Simon Crosby, chief technology officer of Citrix, told attendees at the LinuxWorld Conference in San Francisco that the future of virtualization includes the concept of a "virtual appliance," a package comprising an application, operating system, and virtual machine that could run on any hypervisor installed on a desktop, notebook, or server. Standing in the way of this advancement in portability is Microsoft, whose Windows operating system dominates the business computing market.

"Microsoft has to change its licensing policies to redistribute Windows on virtual appliances," Crosby said during his keynote. "Microsoft needs to have a license that allows [independent software] vendors to redistribute Windows as a bag of bits."

Such a license could be sold to the company buying the virtual appliances, Crosby told InformationWeek following the keynote.

Citrix distributes under the open source GNU Public License the Xen hypervisor, which enables companies to run multiple operating systems on a server or PC. Citrix has several products based on Xen technology, which it acquired through the purchase of XenSource last year. Xen originated as a University of Cambridge research project led by Ian Pratt, founder of XenSource.

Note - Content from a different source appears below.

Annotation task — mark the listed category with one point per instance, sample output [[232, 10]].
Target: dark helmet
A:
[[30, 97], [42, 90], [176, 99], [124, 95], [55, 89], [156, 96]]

Supporting Citrix's vision of a virtual appliance is a set of free tools the company has developed based on an emerging standard called open virtual format. The Kensho Project tools, set to ship in September, essentially neutralize the hypervisor as a vendor lock-in and give data center managers new flexibility in building virtual appliances and deploying them anywhere, from VMware and Citrix's XenServer to Microsoft's Hyper-V.

Such a move would force virtualization vendors to compete on who makes the most flexible, manageable virtualized environment, rather than locking customers into a system.

The Xen virtualization environment is maintained by an advisory board comprising the leading contributors to the technology: Citrix, Hewlett-Packard, IBM, Intel, Novell, Red Hat, and Sun Microsystems. The group also is responsible for setting requirements in order for companies to use the Xen trademark and for overseeing the technology road map.

Many companies have built their hypervisors with Xen technology, and some claim theirs is faster than the rest. "Don't believe the FUD [fear, uncertainty, doubt]," Crosby said. "Nobody's Xen hypervisor is any better than any other."